Girls Dressed as Witches Demonstrate, Chicago Sun-Times, 25 September 1969. Courtesy Rik Garrett.

Witchy Methodologies
13 January, ICA, London

Artist Anna Bunting-Branch curates an evening around the concept of “witchy methodologies”, inviting other artists Travis Alabanza & Linda Stupart, Candice Lin & Patrick Staff, Georgia Horgan, Izabella Scott and Holly Pester, to consider how the witch "resonates in both queer feminist histories and contemporary research-based practices”.

Ren Hang
27 January – 12 March, Foam, Amsterdam 

Photographer and provocateur Ren Hang’s photographs may have raised eyebrows in his native China, but elsewhere his erotic, boundary-pushing nudes been so celebrated that they’ve landed him an exhibition at Amsterdam’s excellent Foam museum. 

Above

Teiji Furuhashi (Japanese, 1960–1995). Lovers. 1994. Computer controlled, five-channel laser disc/sound installation with five projectors, two sound systems, two slide projectors, and slides (color, sound). Overall 32′ 10″ × 32′ 10″ (1000 × 1000 cm). The Museum of Modern Art, New York. Gift of Canon Inc., 1998. © 2016

Teiji Furuhashi: Lovers
Until April 16, MoMA, New York

This multimedia installation by Japanese artist Teiji Furuhashi spans an entire room in its first presentation since the artwork’s inaugural 1995 exhibition. Projections of the artist and Kyoto collective Dumb Type in life size ghost-like flit across the walls in looped sequences. Made a year before Furuhashi died of an AIDS-related illness, Lovers considers “the theme of contemporary love in an ultra-romantic way.” 

Above

Figure Studies, 1943
Pencil, wax crayon, coloured crayon and watercolour wash on paper © The Henry Moore Foundation Courtesy Henry Moore Family Collection and Hauser & Wirth

Henry Moore Family Collection: Myths & Poetry
20 January – 11 March, Hauser & Wirth, Zürich

This exhibition at Hauser & Wirth Zürich, focuses on Henry Moore’s early drawings and etchings inspired by poetry and myth. With poetry magazine covers and poems created for specific poems among other things, the show explores the more graphic side of Moore’s practice. It’s been curated by his daughter, Mary Moore. 

Above

© John Baldessari. Courtesy of Marian Goodman Gallery London.

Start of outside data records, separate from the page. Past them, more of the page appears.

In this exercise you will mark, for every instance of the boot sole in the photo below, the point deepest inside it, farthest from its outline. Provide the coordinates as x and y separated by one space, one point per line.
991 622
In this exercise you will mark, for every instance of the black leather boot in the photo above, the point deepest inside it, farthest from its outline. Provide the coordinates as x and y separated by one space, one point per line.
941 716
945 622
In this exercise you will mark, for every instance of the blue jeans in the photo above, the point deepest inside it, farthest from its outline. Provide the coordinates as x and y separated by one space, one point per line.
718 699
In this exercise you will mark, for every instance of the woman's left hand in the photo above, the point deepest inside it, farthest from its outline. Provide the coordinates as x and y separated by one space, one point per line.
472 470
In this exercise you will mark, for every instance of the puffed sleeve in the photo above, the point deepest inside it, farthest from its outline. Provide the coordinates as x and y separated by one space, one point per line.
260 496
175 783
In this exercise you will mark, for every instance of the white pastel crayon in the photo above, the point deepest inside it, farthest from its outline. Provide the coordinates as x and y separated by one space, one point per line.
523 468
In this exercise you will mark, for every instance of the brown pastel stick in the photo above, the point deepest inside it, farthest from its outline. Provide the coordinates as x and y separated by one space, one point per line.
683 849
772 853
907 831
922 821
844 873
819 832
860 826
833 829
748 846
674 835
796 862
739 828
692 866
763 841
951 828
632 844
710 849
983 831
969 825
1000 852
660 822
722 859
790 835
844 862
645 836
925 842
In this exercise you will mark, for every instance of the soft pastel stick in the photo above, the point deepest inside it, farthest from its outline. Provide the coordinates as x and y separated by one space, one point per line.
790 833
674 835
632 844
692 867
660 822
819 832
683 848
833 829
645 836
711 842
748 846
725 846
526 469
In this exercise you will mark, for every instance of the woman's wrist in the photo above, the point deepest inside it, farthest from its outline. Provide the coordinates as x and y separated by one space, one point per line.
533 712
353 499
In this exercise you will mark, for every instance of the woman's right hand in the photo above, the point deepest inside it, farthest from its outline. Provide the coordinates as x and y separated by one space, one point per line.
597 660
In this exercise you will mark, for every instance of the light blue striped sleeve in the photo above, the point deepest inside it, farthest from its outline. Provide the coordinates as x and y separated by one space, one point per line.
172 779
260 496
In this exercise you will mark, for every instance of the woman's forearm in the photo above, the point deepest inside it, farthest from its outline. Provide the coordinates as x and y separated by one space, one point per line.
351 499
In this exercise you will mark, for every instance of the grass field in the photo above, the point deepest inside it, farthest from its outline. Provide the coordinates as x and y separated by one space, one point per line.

John Baldessari: Miro and Life in General
10 January – 25 February, Marian Goodman Gallery, London

American conceptual artist John Baldessari is known for his appropriation of found photography and image. In this show at Marian Goodman, John has paired a series of Hollywood films with a painting by Spanish surrealist artist Joan Miró. 

Alex Webb
Until 25 February, Robert Koch Gallery, San Fransisco

The Robert Koch Gallery presents Magnum photographer Alex Webb’s La Calle, which coincides with the recent release of the monograph La Calle: Photographs from Mexico. Webb says, “We come from a culture that in its roots comes out of Protestantism, capitalism and individualism… Mexico’s roots lie in Spanish Catholicism, the indigenous world and a communal culture. Mexican culture seems to embrace mystery.” This body of work saw the photograph short from monochrome to lush and deeply colour-saturated street photography and presents the unique cultural and social history of Mexico from the artist’s perspective.

Gee Vaucher Workshop
Until 19 February, Firstsite, Colchester, Essex

As part of the Gee Vaucher exhibition at First Site Colchester, the gallery is providing a drop-in, self-led workshop everyday for the duration of the exhibition. All materials will be provided. 

Tess Redburn: Layout, Location, Function
16 January – 16 March, The Hoxton, London

The exhibition features a series of ten paintings exploring the sculptural qualities of modern architecture, from the iconic “desert modernism” of Palm Springs, to the appearance of architecture in film and London Brutalism.